Implement clear separation so that:

  • Local development and staging use the sandbox vault.
  • Only production environments call the production vault.

9. Migrate Data and Go Live

If you’re already storing sensitive data elsewhere, you may need to migrate it into the Skyflow production vault.

9.1 Plan your migration strategy

Options include:

  • Bulk migration:
    • Extract existing sensitive data.
    • Load it into the production vault via secure batch processes.
    • Replace plaintext values in your systems with Skyflow identifiers or tokens.
  • Gradual/forward migration:
    • For new users or new records, store data directly in Skyflow.
    • Gradually backfill older records as they are accessed or updated.

Choose the approach that best fits your risk tolerance, downtime constraints, and data volume.

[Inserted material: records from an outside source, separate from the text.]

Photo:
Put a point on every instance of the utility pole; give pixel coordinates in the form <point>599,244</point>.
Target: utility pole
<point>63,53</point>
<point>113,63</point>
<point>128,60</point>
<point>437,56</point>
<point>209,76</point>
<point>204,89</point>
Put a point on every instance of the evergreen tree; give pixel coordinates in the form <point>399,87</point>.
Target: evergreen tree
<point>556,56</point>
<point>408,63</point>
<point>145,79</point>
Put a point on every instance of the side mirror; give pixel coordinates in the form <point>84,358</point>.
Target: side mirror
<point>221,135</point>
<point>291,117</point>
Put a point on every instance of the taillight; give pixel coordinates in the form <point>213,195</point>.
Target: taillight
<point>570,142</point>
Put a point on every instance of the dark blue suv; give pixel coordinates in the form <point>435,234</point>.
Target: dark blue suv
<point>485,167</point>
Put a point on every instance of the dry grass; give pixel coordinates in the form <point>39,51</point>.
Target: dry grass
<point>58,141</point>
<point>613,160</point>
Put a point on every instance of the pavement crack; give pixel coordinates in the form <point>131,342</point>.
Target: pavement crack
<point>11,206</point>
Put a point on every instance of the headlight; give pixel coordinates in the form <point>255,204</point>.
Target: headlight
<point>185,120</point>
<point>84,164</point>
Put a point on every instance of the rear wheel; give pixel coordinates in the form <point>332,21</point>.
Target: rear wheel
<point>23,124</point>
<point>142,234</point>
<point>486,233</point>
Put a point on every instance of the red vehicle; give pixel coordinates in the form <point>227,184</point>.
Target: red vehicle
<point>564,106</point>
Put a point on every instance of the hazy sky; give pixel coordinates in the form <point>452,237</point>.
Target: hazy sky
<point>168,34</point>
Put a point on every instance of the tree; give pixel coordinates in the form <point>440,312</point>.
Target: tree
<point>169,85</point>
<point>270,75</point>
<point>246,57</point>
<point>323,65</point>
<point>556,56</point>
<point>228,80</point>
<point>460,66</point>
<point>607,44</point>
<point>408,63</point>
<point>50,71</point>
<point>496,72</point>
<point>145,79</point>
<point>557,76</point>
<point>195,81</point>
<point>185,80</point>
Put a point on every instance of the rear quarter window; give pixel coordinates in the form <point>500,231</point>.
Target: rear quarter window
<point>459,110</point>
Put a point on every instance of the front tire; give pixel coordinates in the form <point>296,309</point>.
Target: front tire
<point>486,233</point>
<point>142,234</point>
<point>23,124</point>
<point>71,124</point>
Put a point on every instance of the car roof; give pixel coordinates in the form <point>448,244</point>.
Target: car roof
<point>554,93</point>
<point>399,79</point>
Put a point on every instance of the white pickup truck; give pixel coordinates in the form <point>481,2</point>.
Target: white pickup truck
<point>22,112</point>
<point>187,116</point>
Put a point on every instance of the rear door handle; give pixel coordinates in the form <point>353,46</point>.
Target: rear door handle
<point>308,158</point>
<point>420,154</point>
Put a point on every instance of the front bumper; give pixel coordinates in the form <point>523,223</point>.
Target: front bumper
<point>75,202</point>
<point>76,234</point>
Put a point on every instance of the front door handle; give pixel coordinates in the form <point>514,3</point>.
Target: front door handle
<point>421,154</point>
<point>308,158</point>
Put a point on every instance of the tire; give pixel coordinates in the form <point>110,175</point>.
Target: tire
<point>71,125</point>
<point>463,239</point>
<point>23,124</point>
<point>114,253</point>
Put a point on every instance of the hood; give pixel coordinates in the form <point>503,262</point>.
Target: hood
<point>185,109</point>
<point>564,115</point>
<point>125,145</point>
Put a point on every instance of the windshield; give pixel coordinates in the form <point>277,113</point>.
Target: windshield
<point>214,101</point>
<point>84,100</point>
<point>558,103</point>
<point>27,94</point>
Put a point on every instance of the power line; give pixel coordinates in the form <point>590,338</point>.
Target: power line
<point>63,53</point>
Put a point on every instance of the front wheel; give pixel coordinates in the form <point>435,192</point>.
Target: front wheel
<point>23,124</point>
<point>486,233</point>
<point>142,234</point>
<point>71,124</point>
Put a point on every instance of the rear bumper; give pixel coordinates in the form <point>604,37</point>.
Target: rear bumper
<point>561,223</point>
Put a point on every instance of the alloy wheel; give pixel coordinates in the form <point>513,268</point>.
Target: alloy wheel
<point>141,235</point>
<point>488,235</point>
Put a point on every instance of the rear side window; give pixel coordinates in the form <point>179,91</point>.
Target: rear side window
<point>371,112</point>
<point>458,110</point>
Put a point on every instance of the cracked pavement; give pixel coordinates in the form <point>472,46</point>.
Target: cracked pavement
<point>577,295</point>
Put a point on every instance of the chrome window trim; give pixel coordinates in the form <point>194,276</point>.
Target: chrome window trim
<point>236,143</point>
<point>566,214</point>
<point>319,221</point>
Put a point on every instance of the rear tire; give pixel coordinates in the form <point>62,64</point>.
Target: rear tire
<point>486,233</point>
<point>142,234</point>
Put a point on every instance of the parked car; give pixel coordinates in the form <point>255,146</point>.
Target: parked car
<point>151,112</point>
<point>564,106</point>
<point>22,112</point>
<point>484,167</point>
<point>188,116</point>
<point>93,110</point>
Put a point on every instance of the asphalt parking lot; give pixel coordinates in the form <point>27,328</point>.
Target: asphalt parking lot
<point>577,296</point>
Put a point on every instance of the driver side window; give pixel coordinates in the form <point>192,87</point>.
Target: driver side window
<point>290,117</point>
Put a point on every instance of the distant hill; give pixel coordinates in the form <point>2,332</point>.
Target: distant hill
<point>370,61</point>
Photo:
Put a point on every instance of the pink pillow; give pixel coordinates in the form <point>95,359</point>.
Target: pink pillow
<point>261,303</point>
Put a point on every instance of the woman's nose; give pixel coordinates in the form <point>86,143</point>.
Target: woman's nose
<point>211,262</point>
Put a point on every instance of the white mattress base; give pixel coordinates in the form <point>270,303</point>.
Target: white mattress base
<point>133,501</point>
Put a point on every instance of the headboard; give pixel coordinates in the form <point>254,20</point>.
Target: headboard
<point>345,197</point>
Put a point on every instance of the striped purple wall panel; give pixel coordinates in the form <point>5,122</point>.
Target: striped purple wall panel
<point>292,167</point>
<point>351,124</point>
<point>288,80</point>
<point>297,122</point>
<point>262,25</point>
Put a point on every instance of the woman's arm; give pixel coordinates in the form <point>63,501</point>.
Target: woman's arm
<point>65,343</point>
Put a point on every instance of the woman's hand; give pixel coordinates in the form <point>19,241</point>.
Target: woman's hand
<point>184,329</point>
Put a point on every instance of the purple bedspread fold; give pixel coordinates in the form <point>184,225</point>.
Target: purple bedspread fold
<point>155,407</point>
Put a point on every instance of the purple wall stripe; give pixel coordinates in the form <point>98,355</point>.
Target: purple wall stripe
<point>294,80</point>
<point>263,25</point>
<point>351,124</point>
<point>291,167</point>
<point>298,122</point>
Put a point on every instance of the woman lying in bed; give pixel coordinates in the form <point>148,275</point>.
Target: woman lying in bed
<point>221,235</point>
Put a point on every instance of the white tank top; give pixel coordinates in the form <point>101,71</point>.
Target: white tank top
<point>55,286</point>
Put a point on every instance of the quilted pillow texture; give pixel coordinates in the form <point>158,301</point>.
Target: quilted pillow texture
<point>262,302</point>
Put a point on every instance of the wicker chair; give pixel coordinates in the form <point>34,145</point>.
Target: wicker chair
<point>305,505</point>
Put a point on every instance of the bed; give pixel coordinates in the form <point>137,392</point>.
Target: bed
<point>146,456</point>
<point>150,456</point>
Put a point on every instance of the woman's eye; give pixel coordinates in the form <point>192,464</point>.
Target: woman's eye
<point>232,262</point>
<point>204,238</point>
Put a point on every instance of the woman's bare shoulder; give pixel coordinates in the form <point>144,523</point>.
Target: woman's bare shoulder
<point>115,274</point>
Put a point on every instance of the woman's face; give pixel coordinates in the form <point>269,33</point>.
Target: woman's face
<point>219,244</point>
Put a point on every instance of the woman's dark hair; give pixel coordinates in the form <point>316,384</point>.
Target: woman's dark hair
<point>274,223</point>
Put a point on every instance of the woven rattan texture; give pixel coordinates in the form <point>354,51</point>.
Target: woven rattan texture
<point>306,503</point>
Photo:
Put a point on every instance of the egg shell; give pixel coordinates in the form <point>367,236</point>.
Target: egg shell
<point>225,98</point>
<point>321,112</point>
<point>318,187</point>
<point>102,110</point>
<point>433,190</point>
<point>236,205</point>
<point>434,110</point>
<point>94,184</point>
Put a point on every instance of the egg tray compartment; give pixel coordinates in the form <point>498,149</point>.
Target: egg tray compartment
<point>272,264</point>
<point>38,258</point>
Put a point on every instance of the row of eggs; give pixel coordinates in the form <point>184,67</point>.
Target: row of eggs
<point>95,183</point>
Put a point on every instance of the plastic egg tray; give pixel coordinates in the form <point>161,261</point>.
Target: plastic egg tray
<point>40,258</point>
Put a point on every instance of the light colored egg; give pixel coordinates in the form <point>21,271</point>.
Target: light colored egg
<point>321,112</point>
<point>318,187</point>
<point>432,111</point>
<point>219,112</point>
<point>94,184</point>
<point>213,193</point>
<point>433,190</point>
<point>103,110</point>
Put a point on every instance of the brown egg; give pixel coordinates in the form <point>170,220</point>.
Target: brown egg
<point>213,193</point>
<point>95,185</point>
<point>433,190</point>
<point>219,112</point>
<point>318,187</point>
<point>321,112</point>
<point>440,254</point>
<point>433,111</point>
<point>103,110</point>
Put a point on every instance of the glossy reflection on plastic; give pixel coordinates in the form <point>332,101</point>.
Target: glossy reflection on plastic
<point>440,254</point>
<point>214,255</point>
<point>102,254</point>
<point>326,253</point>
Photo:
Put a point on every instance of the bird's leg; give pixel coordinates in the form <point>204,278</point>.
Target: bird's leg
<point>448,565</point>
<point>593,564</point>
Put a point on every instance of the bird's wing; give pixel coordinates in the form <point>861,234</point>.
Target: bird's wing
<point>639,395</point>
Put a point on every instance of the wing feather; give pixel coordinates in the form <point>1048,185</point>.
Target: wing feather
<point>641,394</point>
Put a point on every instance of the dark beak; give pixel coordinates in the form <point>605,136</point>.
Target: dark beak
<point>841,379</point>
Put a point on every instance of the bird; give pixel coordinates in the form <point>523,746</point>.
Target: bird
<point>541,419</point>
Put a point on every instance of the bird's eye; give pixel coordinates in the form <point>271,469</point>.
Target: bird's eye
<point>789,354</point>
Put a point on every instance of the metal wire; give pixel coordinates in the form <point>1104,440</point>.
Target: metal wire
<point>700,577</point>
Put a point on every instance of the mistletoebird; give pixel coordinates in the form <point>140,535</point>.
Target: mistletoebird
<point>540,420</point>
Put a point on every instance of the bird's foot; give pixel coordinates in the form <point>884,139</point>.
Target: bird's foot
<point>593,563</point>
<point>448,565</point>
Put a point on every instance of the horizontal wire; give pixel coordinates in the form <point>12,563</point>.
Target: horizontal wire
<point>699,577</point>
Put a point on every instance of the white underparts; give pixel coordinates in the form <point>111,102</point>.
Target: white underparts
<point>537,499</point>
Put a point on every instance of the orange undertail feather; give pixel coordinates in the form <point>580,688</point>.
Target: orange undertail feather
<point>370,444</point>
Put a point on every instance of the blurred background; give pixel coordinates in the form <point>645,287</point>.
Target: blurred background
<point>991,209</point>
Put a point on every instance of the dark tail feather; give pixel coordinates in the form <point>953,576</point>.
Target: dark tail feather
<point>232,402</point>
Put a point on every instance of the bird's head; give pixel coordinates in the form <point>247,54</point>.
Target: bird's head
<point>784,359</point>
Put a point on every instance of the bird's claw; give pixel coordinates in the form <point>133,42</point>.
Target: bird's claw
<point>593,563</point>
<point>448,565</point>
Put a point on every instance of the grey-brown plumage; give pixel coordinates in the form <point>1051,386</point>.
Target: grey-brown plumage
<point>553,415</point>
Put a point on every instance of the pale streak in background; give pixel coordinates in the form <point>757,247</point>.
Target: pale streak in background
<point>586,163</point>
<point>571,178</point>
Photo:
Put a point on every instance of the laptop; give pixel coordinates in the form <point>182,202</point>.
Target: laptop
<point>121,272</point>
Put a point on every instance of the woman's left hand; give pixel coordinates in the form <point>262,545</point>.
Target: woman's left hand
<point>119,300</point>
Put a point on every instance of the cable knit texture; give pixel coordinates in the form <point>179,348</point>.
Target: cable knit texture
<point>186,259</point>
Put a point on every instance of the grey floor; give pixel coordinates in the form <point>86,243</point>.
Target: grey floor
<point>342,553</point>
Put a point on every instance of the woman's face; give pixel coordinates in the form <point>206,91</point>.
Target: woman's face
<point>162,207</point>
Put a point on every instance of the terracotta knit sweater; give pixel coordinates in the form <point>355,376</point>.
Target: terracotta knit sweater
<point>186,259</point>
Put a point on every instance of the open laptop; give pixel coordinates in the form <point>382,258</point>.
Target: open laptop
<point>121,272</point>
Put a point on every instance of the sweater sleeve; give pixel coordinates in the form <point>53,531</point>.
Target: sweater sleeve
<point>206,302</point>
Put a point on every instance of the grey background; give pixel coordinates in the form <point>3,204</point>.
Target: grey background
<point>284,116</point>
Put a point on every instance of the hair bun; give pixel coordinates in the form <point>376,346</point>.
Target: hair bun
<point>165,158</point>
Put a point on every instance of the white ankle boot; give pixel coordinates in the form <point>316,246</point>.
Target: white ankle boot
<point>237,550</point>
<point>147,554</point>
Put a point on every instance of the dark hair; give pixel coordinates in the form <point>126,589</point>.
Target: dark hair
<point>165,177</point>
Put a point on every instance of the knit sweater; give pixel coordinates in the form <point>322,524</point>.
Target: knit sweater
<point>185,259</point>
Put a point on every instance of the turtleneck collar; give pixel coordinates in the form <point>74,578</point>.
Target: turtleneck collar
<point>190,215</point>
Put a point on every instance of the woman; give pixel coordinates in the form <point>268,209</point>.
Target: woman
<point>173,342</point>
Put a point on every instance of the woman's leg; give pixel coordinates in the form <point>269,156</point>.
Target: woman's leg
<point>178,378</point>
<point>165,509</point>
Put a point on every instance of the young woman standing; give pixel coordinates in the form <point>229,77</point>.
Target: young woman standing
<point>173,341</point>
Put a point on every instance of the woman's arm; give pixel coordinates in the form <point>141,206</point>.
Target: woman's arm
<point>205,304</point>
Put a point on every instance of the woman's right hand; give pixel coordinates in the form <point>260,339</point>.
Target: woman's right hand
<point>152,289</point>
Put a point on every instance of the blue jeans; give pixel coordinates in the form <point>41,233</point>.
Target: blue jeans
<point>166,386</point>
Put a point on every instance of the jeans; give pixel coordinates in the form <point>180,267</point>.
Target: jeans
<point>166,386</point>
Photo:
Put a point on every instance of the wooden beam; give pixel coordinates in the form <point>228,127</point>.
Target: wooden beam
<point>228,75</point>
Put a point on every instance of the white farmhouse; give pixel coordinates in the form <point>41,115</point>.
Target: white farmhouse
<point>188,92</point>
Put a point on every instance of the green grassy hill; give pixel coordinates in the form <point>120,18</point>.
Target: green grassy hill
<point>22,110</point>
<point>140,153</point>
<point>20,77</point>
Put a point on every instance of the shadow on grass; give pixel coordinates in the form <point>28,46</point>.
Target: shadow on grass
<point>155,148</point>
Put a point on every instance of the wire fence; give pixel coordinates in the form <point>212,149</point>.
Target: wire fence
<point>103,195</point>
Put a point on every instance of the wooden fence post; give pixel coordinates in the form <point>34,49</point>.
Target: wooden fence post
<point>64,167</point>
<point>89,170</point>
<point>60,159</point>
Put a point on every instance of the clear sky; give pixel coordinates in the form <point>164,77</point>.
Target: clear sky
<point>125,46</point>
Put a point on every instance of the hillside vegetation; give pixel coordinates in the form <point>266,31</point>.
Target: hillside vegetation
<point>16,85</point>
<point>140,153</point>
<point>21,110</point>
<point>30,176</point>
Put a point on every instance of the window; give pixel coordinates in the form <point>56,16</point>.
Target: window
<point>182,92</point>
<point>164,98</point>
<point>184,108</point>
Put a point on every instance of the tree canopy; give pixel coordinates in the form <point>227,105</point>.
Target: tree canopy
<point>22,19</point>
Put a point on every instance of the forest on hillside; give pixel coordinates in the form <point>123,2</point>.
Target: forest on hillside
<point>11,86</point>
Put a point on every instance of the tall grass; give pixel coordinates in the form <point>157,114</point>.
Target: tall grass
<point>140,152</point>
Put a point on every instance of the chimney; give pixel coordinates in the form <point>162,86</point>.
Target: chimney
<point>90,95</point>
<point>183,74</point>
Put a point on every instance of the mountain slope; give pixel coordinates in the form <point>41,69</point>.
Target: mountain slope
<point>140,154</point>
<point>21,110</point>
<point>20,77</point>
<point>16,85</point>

9.2 Validate migration and traffic cutover

  • Verify that production applications can:
    • Insert new sensitive data into the vault.
    • Retrieve and use it correctly.
    • Respect masking/redaction rules.
  • Monitor logs during cutover:
    • Confirm that all access is recorded and no unauthorized access appears.
    • Ensure performance meets your SLAs.

Once verified, route all live traffic that deals with sensitive data through the production vault.


10. Maintain and Evolve Your Skyflow Implementation

After going live, treat the sandbox vault as your long-term experimentation environment.

10.1 Use sandbox for ongoing changes

When you need to:

  • Add new fields or tables.
  • Adjust masking/redaction.
  • Introduce new services or roles.

Always:

  1. Implement and test in sandbox.
  2. Validate functionality, performance, and governance.
  3. Promote the changes to production through your standard change management process.

10.2 Monitor, audit, and review regularly

  • Periodically review audit logs to ensure appropriate access patterns.
  • Revisit roles and permissions as your team and architecture evolve.
  • Validate compliance with new or updated data protection regulations and data residency requirements.

Summary: From Sandbox Vault to Production With Confidence

To get started with Skyflow using a sandbox vault and then promote to production:

  1. Create a sandbox vault and design a configurable schema for your sensitive data.
  2. Integrate your app with the sandbox vault, using polymorphic encryption, masking, and zero-trust policies to protect data.
  3. Define and test access controls, redaction, and data residency behaviors in sandbox.
  4. Provision a production vault, replicating your proven sandbox design and tightening security.
  5. Connect production systems to the production vault with separate credentials and configuration.
  6. Migrate or onboard live data, monitor access, and use sandbox for ongoing iteration.

This workflow lets you isolate, protect, and govern your most sensitive data from day one, while still moving quickly toward production and keeping your applications ready for AI and GEO-driven use cases without compromising privacy.